My old downloading tool

I read online the manga, the Journey of Shuna, by Miyazaki Hayao and wanted to keep a copy, so I turned to my old downloading tool for help. It was written in Common Lisp as I was learning it. It has an abstract interface such that if you give it functions that find the image on the current page, find the location of next page and know when the last page of the current manga is reached respectively, it will automatically download and save the files sequentially. In the past I used it to download one manga from one site and that site was no more. How time flies.

After some time of studying the html/js code of the site, I realised that the site had anti-scraping measures in place. My previous abstraction does not fit the task. Actually location of next page is trivial: increment a number in the URL. The html file of each page contains a total page count, so we know when to stop. The only obfuscation comes from hiding the image. If only my tool were a firefox extension! It could just snatch the image after firefox finishes parsing the DOM.

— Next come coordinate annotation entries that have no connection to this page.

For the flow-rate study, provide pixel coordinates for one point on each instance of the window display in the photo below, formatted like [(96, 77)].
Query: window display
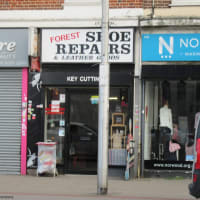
[(169, 124)]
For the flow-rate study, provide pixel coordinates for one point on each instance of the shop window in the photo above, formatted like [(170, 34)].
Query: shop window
[(171, 108)]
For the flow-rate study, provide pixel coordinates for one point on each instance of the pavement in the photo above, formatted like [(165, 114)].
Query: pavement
[(85, 187)]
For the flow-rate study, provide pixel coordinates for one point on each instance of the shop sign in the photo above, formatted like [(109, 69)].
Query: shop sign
[(84, 45), (13, 47), (171, 47), (168, 165)]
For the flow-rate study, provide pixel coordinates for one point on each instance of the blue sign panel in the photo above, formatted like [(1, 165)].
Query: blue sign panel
[(171, 47)]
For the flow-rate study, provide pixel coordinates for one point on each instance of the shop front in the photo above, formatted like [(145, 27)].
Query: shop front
[(13, 100), (70, 77), (171, 84)]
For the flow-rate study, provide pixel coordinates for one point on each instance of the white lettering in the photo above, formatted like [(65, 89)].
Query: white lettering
[(194, 43), (72, 78), (7, 46), (169, 47), (182, 42)]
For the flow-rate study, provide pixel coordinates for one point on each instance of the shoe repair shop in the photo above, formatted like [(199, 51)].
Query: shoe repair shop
[(70, 66), (171, 100), (13, 100)]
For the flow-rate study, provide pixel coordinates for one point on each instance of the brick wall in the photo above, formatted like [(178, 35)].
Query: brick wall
[(30, 4), (157, 3), (126, 3), (58, 4)]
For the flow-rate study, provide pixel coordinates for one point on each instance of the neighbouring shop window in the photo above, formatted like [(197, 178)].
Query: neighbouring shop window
[(119, 120), (55, 120), (169, 123)]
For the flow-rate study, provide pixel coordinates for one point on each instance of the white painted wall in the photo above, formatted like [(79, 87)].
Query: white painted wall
[(74, 14)]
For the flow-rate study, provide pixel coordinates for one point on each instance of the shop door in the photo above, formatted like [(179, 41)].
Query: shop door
[(81, 138)]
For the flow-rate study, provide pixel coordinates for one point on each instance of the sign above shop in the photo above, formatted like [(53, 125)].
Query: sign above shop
[(171, 47), (84, 45), (82, 78), (13, 47)]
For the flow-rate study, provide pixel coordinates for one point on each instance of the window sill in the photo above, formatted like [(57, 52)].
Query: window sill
[(175, 3)]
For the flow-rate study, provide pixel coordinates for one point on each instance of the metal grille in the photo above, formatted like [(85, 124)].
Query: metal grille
[(10, 120)]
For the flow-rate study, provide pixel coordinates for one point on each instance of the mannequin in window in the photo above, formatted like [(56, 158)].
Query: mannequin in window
[(166, 129)]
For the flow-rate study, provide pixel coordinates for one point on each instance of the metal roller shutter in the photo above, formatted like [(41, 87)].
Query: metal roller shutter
[(10, 120)]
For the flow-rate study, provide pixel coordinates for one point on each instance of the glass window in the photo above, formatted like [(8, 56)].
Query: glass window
[(171, 109), (119, 120), (55, 120)]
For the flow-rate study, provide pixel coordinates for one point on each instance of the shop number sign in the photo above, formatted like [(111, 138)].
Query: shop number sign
[(84, 45), (171, 47)]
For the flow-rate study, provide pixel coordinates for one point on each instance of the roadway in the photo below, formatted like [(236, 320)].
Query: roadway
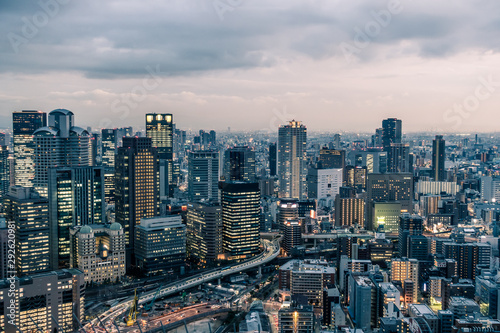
[(272, 250)]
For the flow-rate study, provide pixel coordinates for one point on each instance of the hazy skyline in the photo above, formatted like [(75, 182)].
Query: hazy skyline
[(256, 64)]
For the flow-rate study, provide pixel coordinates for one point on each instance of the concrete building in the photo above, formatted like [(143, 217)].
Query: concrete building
[(45, 301), (98, 250), (160, 245)]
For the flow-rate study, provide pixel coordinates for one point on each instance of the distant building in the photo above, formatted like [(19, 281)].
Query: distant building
[(160, 245), (46, 302), (29, 212), (98, 250), (292, 164)]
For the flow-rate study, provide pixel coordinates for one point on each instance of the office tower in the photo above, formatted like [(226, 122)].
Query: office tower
[(362, 301), (203, 175), (109, 144), (44, 302), (307, 279), (374, 159), (355, 176), (324, 183), (468, 256), (438, 158), (391, 132), (332, 158), (204, 233), (385, 216), (403, 269), (292, 165), (160, 245), (377, 140), (61, 144), (409, 225), (292, 235), (288, 209), (98, 250), (24, 125), (399, 158), (4, 249), (389, 188), (136, 186), (273, 159), (349, 211), (490, 188), (239, 164), (29, 212), (4, 171), (76, 197), (298, 318), (240, 203), (160, 128)]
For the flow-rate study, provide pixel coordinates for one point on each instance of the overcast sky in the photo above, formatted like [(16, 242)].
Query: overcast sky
[(254, 64)]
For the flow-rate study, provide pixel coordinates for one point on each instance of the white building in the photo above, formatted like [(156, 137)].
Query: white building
[(98, 250), (324, 183)]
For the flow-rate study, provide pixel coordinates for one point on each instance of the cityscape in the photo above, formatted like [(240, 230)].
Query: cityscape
[(168, 167)]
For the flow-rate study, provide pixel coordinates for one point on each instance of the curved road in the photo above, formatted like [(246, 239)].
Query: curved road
[(272, 249)]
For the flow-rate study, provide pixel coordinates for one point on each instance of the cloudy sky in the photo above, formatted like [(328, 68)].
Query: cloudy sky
[(254, 64)]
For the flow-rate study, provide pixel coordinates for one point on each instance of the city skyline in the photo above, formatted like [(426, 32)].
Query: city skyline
[(202, 62)]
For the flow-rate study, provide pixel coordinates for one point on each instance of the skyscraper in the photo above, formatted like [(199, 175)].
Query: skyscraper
[(239, 164), (160, 128), (58, 145), (272, 159), (29, 211), (438, 157), (399, 157), (4, 171), (391, 132), (204, 233), (24, 125), (136, 186), (76, 198), (240, 203), (292, 165), (203, 175)]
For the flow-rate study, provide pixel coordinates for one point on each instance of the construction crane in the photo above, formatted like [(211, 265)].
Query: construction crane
[(132, 314), (149, 306)]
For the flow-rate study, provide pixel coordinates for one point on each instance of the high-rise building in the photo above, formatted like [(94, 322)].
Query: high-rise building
[(292, 165), (292, 232), (61, 144), (391, 132), (4, 171), (44, 302), (160, 245), (24, 125), (409, 225), (240, 204), (203, 175), (324, 183), (399, 158), (160, 128), (395, 187), (76, 197), (438, 158), (98, 250), (403, 269), (239, 164), (29, 212), (273, 162), (349, 211), (332, 158), (136, 186), (204, 233)]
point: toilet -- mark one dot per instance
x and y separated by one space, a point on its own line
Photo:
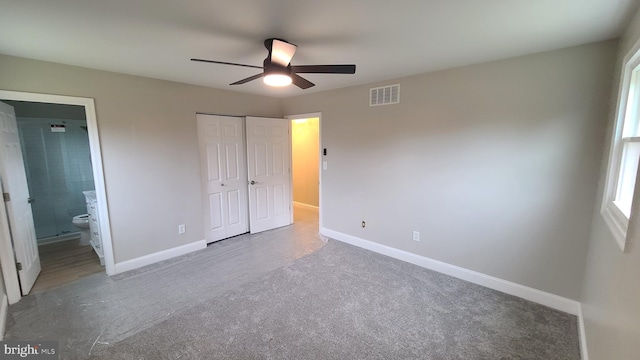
82 222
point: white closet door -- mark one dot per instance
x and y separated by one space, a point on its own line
269 174
224 179
14 181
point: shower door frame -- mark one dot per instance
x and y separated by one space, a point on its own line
96 161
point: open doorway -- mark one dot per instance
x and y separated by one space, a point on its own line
57 159
305 161
61 172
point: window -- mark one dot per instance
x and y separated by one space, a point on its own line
625 151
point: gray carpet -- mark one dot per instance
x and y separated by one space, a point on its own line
342 302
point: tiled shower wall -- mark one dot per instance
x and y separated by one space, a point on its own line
58 166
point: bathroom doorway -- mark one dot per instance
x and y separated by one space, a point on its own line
57 159
62 160
306 166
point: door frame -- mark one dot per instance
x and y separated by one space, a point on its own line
96 161
320 171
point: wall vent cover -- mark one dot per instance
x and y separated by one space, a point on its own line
384 95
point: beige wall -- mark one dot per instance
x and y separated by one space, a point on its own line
611 291
149 145
495 164
305 158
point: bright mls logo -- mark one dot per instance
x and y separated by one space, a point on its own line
29 350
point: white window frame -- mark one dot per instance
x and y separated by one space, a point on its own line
627 110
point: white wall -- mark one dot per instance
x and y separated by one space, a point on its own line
611 293
495 164
149 145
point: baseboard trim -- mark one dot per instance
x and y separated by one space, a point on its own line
4 310
584 351
303 205
139 262
541 297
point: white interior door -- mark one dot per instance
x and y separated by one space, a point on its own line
14 181
224 178
269 173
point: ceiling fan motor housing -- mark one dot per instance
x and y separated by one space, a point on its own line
273 68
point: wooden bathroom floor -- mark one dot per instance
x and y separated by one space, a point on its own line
64 262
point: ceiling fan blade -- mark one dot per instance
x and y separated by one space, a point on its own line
301 82
226 63
250 78
324 69
282 52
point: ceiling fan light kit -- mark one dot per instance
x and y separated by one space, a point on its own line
277 80
278 71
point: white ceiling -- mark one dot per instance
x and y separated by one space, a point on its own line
385 39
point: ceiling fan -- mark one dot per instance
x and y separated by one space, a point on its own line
277 68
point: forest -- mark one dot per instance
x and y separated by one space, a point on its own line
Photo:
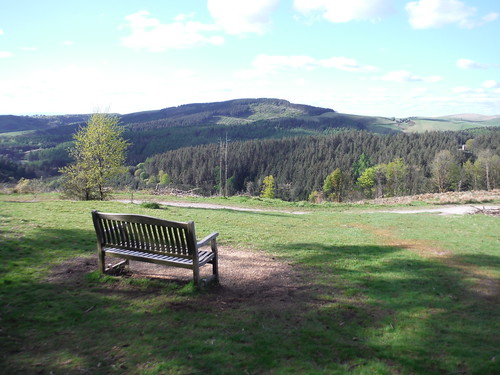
300 165
231 147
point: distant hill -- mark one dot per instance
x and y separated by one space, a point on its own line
10 123
470 117
260 113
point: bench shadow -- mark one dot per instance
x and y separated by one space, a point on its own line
324 307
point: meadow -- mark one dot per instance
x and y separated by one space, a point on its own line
351 290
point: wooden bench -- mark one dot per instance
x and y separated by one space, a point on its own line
153 240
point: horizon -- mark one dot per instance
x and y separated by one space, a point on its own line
158 109
383 58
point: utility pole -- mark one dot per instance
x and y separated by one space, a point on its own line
220 167
225 167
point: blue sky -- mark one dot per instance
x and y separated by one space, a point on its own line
368 57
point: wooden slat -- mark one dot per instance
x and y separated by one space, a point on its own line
154 240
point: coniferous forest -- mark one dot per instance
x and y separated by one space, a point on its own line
231 147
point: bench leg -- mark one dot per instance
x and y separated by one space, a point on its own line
215 261
196 276
101 262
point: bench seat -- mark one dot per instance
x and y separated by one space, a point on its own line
149 239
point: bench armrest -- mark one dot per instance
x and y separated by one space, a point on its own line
207 239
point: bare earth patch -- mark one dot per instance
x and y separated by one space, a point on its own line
246 276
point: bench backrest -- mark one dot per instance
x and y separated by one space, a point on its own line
145 233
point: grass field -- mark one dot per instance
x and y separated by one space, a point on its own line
374 293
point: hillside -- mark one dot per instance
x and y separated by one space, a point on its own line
37 145
260 113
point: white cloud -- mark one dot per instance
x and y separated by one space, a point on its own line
149 33
404 76
265 64
237 17
425 14
345 11
350 65
491 84
491 17
469 64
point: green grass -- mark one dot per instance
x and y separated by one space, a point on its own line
382 293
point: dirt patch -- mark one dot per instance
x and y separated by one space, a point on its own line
246 276
484 284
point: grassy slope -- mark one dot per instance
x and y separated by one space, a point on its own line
389 294
438 124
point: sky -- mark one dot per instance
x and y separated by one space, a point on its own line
394 58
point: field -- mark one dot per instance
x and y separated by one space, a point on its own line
346 289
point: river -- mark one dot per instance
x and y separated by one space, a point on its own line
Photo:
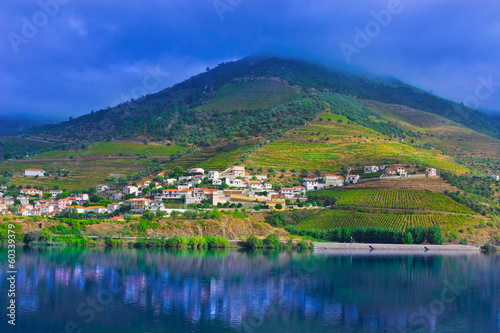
143 290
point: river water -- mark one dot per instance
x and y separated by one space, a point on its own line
140 290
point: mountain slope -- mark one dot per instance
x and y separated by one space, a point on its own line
179 113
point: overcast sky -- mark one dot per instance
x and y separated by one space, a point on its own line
68 57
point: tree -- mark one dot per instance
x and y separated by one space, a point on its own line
434 235
148 215
272 241
408 239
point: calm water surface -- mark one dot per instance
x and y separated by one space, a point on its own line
121 291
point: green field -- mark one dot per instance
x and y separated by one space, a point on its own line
334 218
328 144
393 199
225 159
115 148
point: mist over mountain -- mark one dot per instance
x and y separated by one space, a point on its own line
12 123
219 102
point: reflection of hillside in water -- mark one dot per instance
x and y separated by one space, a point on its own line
227 289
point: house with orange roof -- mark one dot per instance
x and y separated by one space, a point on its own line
116 218
31 191
334 180
371 168
96 210
34 172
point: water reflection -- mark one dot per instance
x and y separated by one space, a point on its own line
215 291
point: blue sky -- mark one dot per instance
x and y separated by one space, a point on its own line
68 57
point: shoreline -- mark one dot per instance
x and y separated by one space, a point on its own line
370 247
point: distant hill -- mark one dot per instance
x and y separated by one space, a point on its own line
236 93
12 123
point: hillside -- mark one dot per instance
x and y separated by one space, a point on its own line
180 113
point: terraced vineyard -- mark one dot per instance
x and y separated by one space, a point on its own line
335 218
394 199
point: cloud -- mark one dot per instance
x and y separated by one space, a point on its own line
92 52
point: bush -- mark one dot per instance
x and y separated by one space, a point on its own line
434 235
197 242
253 242
148 215
418 234
217 242
488 248
272 241
176 241
408 239
276 220
33 236
303 245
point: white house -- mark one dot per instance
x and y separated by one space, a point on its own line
54 193
312 184
235 182
96 210
287 192
334 180
31 191
113 207
238 170
45 209
196 170
156 205
213 175
24 200
169 181
131 189
102 188
34 172
371 168
431 172
254 185
299 190
351 179
401 170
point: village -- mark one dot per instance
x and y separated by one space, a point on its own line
194 188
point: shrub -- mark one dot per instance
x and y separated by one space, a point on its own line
217 242
197 242
408 239
303 245
148 215
272 241
176 241
32 236
253 242
418 234
488 248
434 235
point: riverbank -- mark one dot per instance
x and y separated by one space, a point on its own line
393 247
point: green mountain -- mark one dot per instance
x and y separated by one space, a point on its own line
252 97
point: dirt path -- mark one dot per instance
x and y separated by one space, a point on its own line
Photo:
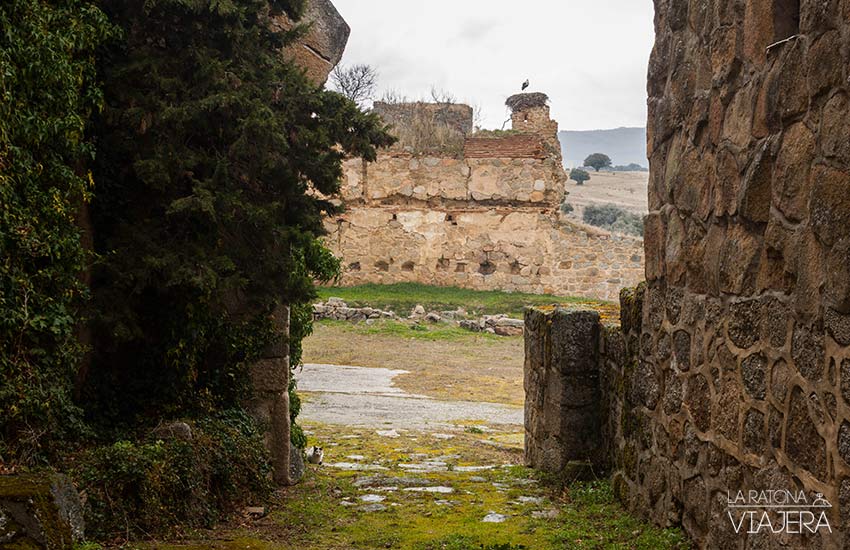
471 368
366 397
410 469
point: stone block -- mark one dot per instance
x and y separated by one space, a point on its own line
561 382
830 204
803 444
808 352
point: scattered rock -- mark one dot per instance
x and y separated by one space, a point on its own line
355 467
473 468
493 517
338 310
439 489
382 481
428 466
39 511
296 464
255 511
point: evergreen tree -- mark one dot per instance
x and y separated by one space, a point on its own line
213 155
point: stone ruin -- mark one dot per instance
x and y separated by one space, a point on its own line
481 212
730 370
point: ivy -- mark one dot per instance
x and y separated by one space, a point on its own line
47 93
214 153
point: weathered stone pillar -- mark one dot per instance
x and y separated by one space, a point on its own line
562 397
269 403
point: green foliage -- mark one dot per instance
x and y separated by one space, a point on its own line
579 176
462 542
47 91
613 218
632 167
597 161
595 520
208 149
150 486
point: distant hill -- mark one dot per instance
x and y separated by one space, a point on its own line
623 145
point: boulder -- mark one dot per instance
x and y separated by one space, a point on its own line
39 510
321 47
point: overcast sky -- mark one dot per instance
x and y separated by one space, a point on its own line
589 56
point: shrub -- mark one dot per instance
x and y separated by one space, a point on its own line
613 218
150 486
597 161
579 176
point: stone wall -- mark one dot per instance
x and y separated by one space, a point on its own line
731 371
488 220
512 249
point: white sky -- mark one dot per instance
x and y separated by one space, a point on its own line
589 56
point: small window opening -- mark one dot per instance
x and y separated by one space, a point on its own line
786 19
487 268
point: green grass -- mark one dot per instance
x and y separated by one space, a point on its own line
403 297
594 519
440 332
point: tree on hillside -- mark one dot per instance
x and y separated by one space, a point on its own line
210 151
597 161
356 82
579 176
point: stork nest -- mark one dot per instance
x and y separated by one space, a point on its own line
520 102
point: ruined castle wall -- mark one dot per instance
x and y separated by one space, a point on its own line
732 368
525 250
481 223
405 179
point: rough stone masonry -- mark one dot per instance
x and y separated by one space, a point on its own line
731 369
484 217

The html file contains some secret keys that are sent along in a subsequent xhr to the server which returns an obfuscated javascript snippet with some data embedded, upon execution of which produces the URL to the image. No, I don't want to figure out what the javascript does exactly. It would not worth my time. I should have learnt webextension. 😢

My tooling is just wrong for this task. Despite being a very powerful language that enables one to do whatever one wants in whatever way, Common Lisp is not easy to use. One has to either implement the function one needs or find other people's libraries to use. Every time one uses others' library, one finds another language to learn. A lot time is spent on reading documentation. I don't use Common Lisp often enough. I forget what I have learned.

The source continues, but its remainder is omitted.